Peringatan Hari Kesaktian Pancasila yang jatuh setiap tanggal 01 Oktober ini, selalu di peringati oleh masyarakat Indonesia. Penetapan hari besar nasional ini, sebagai upaya pemerintah untuk mengenang jasa para Jenderal, korban kebiadaban PKI, yang berupaya merubah ideologi Pancasila dengan ideologi Komunis pada Gerakan yang disebut G 30 S/ PKI tahun 1965 silam.

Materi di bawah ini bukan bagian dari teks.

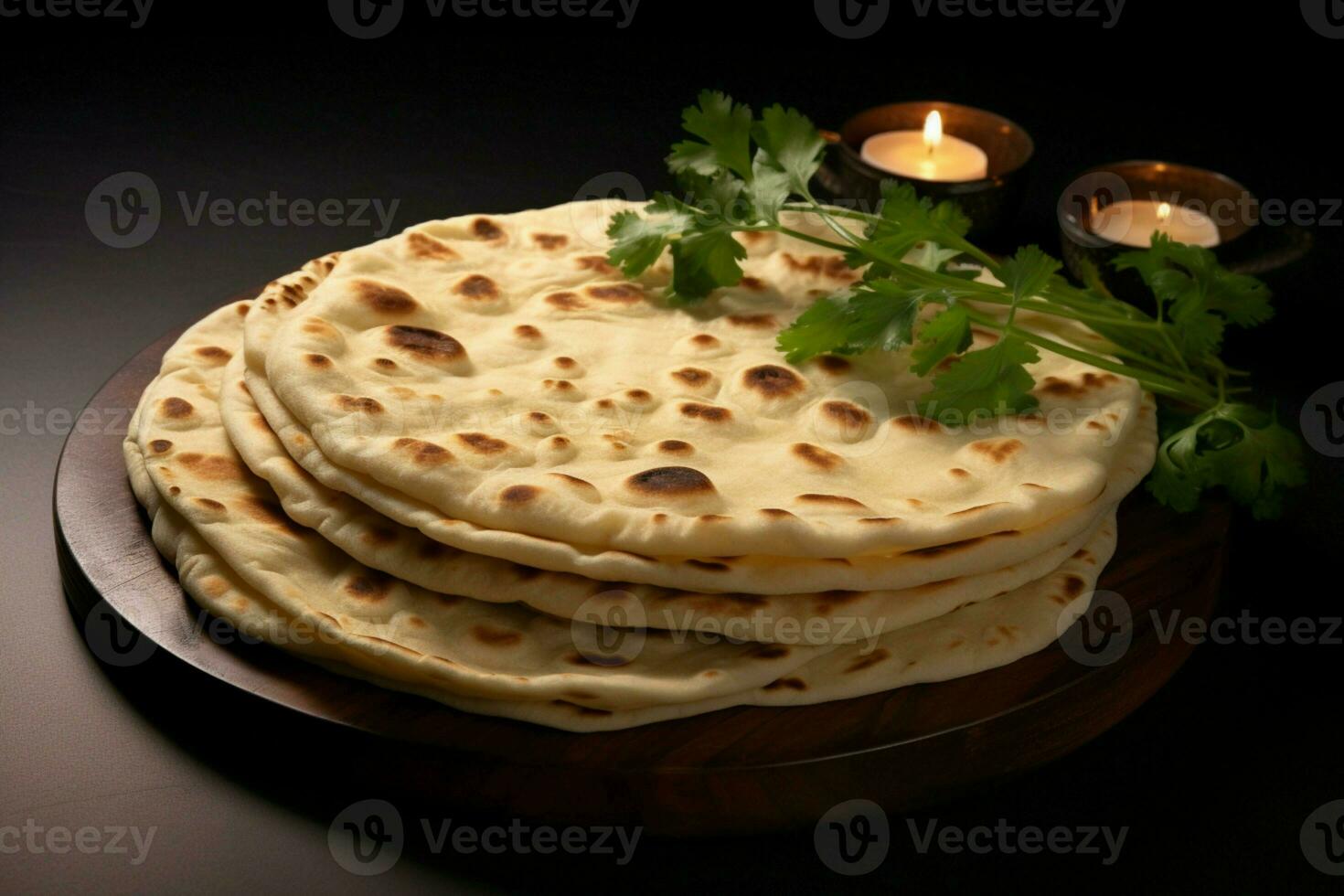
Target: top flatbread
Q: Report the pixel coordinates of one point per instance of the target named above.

“Oleh karena itu, Pemerintah Daerah selaku pemerintah mengajak masyarakat untuk nobar (nonton bareng) film pergerakan G 30 S/PKI, supaya masyarakat itu tersentuh karena selama ini sudah terlupakan,” ungkap Sekda Kota Bekasi, usai menjadi Inspektur Upacara Peringatan Hari Kesaktian Pancasila, di Alun-Alun Kota Bekasi, Senin (02/10/2017).
Film yang menceritakan sejarah kebiadaban PKI pada tahun 1965 itu, lanjut Pria yang akrab disapa Bang Roy itu, sangat dinantikan oleh masyarakat Indonesia.
Bahkan pada tahun 1987, saat Roy selama di Badan Pembinaan Pendidikan Pelaksanaan Pedoman Penghayatan dan Pengamalan Pancasila (BP7), saat mengikuti Penataran P4 (Pedoman Penghayatan dan Pengamalan Pancasila) di Pejambon, pertama dirinya menjadi Pegawai Negeri Sipil (PNS), film G 30 S/ PKI ini menjadi tontonan yang wajib ditonton oleh PNS setiap tanggal 30 September.
“Kalau dulu waktu penataraan, masyarakat diwajibkan untuk menayangkan film G 30 S/PKI, tetapi sekarang sudah terlupakan. Mohon maaf, ya kan suatu pergerakan politik atau peregerakan revolusi itu pasti ada negatif dan positifnya, mungkin ini ada kekurangan atau kealpaan pemerintah dari era reformasi ini, G 30 S/PKI ini terlupakan. Dan sekarang kita bangkitkan kembali,” ungkapnya.
Roy berharap, dengan adanya peringatan Hari Kesaktian Pancasila ini, masyarakat Kota Bekasi khususnya dapat memaknai sejarah kelam yang pernah terjadi di Indonesia, atas kebiadaban PKI.